AS Daily A Level Physics question
In a lab, a trolley moves along a straight air track and its displacement s from the start is recorded against time t. The s–t graph is described as follows: 0 ≤ t < 4 s: s increases linearly from 0 m to +2.0 m. 4 s ≤ t < 6 s: s is constant at +2.0 m. 6 s ≤ t ≤ 10 s: s decreases linearly from +2.0 m to −2.0 m. Which statement must be true?
Answer
The correct answer is D.
Correct: D — Over 0–10 s, the average speed is three times the magnitude of the average velocity.

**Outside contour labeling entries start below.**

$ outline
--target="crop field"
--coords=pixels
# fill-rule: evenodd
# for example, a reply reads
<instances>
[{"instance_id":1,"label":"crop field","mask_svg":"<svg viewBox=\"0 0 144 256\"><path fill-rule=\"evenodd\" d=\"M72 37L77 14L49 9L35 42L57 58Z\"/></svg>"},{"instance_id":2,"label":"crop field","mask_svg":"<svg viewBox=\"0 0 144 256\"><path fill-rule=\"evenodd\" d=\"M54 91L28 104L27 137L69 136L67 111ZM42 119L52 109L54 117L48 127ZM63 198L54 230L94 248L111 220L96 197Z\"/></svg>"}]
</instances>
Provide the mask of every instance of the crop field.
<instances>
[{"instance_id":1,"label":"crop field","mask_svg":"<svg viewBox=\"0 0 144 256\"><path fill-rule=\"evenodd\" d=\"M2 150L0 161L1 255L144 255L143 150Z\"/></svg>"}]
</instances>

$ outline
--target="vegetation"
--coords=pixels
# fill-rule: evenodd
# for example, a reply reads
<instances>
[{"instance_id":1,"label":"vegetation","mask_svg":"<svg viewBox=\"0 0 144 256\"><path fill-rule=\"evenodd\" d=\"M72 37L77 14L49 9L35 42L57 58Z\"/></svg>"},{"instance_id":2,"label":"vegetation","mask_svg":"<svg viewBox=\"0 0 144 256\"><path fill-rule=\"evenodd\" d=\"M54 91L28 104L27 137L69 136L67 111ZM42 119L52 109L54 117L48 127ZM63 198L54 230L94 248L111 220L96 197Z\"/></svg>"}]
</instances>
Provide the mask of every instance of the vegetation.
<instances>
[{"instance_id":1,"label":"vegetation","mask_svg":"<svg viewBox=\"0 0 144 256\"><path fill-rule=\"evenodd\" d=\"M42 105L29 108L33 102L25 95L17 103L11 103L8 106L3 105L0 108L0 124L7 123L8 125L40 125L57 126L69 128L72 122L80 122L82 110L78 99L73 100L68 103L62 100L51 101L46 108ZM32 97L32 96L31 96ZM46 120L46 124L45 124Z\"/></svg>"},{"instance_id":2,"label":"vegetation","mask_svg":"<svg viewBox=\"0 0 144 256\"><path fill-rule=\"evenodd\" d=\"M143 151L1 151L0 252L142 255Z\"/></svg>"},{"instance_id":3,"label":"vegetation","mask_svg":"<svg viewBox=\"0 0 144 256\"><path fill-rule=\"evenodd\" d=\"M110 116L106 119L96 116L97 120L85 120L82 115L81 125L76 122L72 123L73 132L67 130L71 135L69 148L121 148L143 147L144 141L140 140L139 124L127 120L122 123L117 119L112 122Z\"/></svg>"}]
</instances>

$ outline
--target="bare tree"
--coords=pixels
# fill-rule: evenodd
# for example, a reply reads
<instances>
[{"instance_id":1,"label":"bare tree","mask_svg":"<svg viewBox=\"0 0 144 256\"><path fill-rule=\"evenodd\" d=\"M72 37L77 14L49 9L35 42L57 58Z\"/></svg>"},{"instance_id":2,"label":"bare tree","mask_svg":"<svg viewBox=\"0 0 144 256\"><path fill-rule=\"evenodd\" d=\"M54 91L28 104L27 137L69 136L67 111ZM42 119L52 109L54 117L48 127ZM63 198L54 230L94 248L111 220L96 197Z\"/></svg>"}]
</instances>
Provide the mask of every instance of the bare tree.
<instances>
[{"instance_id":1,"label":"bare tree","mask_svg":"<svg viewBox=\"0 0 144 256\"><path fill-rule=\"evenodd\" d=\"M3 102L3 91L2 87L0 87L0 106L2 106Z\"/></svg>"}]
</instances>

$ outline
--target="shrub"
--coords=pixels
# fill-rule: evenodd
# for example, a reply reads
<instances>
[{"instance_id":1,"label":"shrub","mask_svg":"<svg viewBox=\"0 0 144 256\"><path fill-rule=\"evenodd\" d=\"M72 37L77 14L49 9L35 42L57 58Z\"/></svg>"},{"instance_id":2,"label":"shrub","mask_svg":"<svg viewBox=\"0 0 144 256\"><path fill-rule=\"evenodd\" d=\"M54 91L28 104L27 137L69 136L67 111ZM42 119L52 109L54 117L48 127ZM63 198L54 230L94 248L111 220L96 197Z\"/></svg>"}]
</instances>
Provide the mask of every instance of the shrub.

The total distance travelled is 2 m (out) + 4 m (back) = 6 m, while the net displacement is −2 m, so over 10 s the average speed is 0.6 m s⁻¹ and the magnitude of the average velocity is 0.2 m s⁻¹; the ratio is 3. A confuses distance and displacement: using the same total time does not make average speed equal to the magnitude of average velocity when direction changes. B is wrong because from 4–6 s the graph is flat, so at t = 5 s the instantaneous velocity is zero, not negative. C is wrong because ending farther from the start does not determine speed; the slope magnitude shows speed and is larger in 6–10 s than in 0–4 s.